At the beginning of the month, the New York Times revealed that it had been under a systematic and sophisticated attack by hackers for the past four months, and that they believed it was coming from China. Then, just a day later, the Wall Street Journal came out saying that they, too, were under constant attack by very similar hackers, again coming from China. Of course the Chinese government denied the allegations, but this is hardly the first time that U.S. corporations have suspected Chinese hackers from breaching in their systems. In 2010 Google had the first high profile attack, and more companies came out in the following years also claiming having been attacked or breached.

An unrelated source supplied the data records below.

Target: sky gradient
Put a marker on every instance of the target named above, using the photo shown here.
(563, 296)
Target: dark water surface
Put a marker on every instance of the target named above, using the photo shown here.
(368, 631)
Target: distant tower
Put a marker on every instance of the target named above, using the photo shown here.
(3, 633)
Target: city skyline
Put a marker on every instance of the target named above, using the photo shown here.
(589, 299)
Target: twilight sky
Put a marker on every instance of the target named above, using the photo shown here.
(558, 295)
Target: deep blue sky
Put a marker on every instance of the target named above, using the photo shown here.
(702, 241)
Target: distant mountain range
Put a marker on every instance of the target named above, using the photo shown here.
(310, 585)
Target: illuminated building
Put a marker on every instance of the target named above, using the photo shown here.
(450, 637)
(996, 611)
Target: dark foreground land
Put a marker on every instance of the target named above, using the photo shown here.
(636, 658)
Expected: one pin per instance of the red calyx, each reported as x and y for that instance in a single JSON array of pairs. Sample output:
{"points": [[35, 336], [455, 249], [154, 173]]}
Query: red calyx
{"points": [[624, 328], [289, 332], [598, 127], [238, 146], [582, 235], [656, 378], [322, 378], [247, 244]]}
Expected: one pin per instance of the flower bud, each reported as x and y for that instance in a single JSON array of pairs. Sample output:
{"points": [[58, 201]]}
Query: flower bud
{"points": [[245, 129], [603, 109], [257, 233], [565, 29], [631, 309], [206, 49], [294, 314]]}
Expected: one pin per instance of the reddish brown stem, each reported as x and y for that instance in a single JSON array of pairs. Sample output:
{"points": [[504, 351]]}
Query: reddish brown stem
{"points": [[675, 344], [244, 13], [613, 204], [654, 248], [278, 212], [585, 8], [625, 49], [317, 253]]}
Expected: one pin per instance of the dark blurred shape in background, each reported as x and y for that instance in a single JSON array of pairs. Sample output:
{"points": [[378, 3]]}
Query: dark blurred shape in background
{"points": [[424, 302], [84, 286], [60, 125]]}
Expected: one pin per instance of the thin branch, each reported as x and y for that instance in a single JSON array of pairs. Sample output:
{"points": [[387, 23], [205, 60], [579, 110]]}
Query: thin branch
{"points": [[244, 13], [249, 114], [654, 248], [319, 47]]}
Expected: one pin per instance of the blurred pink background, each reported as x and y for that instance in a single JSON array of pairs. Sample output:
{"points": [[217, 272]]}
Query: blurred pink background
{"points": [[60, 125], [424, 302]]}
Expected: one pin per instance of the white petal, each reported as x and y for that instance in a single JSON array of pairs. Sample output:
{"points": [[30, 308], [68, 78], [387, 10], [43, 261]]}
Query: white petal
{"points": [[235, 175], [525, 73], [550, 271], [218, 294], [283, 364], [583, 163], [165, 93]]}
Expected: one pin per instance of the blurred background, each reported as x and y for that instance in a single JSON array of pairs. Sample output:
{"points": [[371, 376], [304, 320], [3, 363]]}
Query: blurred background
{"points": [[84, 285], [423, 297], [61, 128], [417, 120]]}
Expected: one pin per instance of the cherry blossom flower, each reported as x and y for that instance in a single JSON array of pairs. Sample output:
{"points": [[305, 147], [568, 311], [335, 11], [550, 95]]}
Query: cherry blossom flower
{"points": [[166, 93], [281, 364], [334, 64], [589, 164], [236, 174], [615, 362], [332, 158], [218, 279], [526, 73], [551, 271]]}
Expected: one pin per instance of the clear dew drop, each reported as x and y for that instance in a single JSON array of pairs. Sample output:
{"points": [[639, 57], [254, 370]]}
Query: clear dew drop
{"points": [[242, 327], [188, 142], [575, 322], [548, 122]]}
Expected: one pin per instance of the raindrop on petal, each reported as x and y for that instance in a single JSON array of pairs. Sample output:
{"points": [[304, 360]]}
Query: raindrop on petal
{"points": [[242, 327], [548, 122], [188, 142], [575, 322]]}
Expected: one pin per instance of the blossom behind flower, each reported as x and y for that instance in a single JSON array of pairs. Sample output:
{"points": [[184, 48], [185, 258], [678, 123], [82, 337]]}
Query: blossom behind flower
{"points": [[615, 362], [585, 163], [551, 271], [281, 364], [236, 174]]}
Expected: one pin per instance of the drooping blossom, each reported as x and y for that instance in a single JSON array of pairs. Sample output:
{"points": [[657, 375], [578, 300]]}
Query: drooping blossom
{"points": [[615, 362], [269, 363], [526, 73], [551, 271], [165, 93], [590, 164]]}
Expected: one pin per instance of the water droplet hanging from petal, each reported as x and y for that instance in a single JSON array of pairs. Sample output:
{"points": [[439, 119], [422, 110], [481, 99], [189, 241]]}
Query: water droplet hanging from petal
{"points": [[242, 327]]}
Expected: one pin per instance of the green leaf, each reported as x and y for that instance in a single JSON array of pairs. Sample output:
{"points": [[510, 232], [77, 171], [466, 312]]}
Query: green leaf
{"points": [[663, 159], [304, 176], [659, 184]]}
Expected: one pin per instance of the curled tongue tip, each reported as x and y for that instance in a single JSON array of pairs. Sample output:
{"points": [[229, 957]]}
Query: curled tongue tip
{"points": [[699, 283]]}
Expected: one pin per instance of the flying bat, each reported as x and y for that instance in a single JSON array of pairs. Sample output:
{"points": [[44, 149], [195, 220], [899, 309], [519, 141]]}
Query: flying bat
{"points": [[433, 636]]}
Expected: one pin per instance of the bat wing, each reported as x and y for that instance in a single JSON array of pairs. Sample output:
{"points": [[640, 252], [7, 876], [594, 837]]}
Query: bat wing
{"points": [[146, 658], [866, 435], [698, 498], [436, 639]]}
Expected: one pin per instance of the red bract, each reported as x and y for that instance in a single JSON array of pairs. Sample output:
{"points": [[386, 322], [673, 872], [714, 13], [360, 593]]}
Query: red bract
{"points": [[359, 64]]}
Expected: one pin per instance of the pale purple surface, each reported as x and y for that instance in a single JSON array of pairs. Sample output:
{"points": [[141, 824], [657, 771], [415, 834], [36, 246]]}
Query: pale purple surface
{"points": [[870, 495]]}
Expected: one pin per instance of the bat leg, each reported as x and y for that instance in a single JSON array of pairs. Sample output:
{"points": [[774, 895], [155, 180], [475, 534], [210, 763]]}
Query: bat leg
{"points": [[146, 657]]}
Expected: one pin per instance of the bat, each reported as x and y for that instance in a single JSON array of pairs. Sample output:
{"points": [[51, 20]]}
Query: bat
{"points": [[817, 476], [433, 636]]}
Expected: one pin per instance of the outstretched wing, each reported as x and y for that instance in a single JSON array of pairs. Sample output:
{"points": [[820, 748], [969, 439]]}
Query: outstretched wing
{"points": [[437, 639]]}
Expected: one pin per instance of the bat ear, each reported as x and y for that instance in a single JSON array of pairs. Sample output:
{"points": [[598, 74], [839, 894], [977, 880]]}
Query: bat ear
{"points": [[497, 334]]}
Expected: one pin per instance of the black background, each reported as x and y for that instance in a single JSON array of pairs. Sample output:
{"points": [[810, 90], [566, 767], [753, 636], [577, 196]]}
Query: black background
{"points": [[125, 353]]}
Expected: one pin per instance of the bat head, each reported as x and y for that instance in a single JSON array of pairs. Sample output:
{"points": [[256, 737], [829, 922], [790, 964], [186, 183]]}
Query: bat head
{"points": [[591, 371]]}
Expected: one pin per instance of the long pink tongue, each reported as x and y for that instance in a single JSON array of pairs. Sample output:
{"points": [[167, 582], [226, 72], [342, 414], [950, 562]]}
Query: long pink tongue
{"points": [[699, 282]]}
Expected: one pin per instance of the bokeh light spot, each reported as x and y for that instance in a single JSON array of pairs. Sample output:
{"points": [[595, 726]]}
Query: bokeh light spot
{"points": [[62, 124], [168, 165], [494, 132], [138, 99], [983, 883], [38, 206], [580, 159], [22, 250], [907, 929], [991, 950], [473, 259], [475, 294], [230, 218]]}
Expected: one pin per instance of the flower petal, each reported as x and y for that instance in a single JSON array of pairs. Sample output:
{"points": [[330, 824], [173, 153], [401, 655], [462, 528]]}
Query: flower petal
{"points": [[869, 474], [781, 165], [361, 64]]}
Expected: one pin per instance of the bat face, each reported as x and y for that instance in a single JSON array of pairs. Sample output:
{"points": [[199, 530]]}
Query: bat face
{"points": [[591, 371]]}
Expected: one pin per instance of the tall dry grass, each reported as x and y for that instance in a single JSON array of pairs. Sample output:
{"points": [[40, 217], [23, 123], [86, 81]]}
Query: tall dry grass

In this case the attack was fairly typical. After finding a hole in one of the NYT’s edge servers in mid-September, they went in and snooped around until the hackers found a domain controller. From there, they could gain access to the usernames and passwords of every employee, and they then proceeded to infiltrate the personal computers of over 50 different employees. According to their investigation, the security experts realized that the hackers were after very specific information, namely the sources used in the investigation that the Times did of Wen Jiabao, China’s prime minister, and how he managed to accumulate a large amount of money. It seems likely that the hackers were motivated by this story and wanted to get back at the Times.
Presidential executive order
This report obviously made the news worldwide, and even President Obama spoke last week of the increasing need for cybersecurity protection. In his State of the Union address, he told Congress that the time had come to pass legislation giving the government a greater capacity to secure networks and deter attacks. This is not just a symbolic statement; he was actually referring to a project that has been progressing for several months now. This new Executive Order issues a mandate to the National Institute of Standards and Technology (NIST) to create a set of standards that would guide organizations considered to be part of the country’s “critical infrastructure” to secure their networks, along with incentives for them to meet these standards.
What does this mean for you?
These voluntary standards and best practices might mean that, if a company does not meet these standards, they may find themselves barred from getting government contracts, for example. The targeted organizations include public utilities and companies in the financial and defense sectors. So what does this mean for businesses, or even for IT pros who may be looking at this? Well in the immediate future, not much. Like any legislation, this will not happen overnight. It will take months, if not years, before this new set of standards is drafted. However, once the process starts, it will likely be in your interest to keep a close eye on what gets included.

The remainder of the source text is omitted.